ERIE, Pa. — Artistry and the environment will come together in a public project unveiled Wednesday by Environment Erie and the Erie County Conservation District.
The agencies are pairing with the Pennsylvania Department of Environmental Protection to present the “Don’t Give Up the Drip” community rain barrel art project. Fifty local artists will decorate 50 plastic barrels that will be displayed at 50 Erie County businesses in summer 2016.
The embellished 55-gallon containers will collect rainwater that can be used for plants or gardens at the businesses and will be accessible for the public to view, organizers said.
“We are introducing these barrels as a way to show that harvesting rainwater can be functional, yet it can also be aesthetically pleasing,” said Kristen Currier, environmental educator at the Conservation District.
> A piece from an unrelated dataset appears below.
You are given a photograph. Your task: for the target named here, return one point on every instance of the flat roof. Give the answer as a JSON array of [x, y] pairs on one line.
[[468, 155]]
She and Nate Millet, education manager for Environment Erie, hope that Don’t Give Up the Drip catches on like GoFish and LeapFrog, popular public art projects in the past.
Millet said people can participate in this project in three ways.
Artists who are at least 18 years old and live or have a studio in Erie County can apply to decorate a barrel. Millet said artists will receive a $600 stipend.
Erie County businesses can host a barrel at their sites for $200. Millet said businesses will get to keep the barrels and use the rainwater from them as long as they last.
Project officials will install the barrels and explain how they work.
Corporate sponsors can contribute to help with the project.
Artist proposals are due Oct. 30, with the barrels to be exhibited at the Home and Garden Expo in March and installed in April, Millet and Currier said.
Millet said brochures will be available at host sites with information about the businesses, the artists and the importance of harvesting rainwater.
Maps will show where barrels are located for people who want to travel around and “take selfies,” he said.
Millet and Currier encouraged people to share their photos via social media. The environmental educators said they also want the project to inspire more people to conserve and preserve rainwater by using barrels.
“We’re hoping people observe this project and then go out and make their own rain barrels,” Currier said.
She and Millet said the barrels, which are 35 inches high with a circumference of 72 inches, will fill up in a typical rainstorm. The water can then be used for purposes even beyond watering plants.
“There’s nothing wrong with using rainwater to wash your car,” Currier said.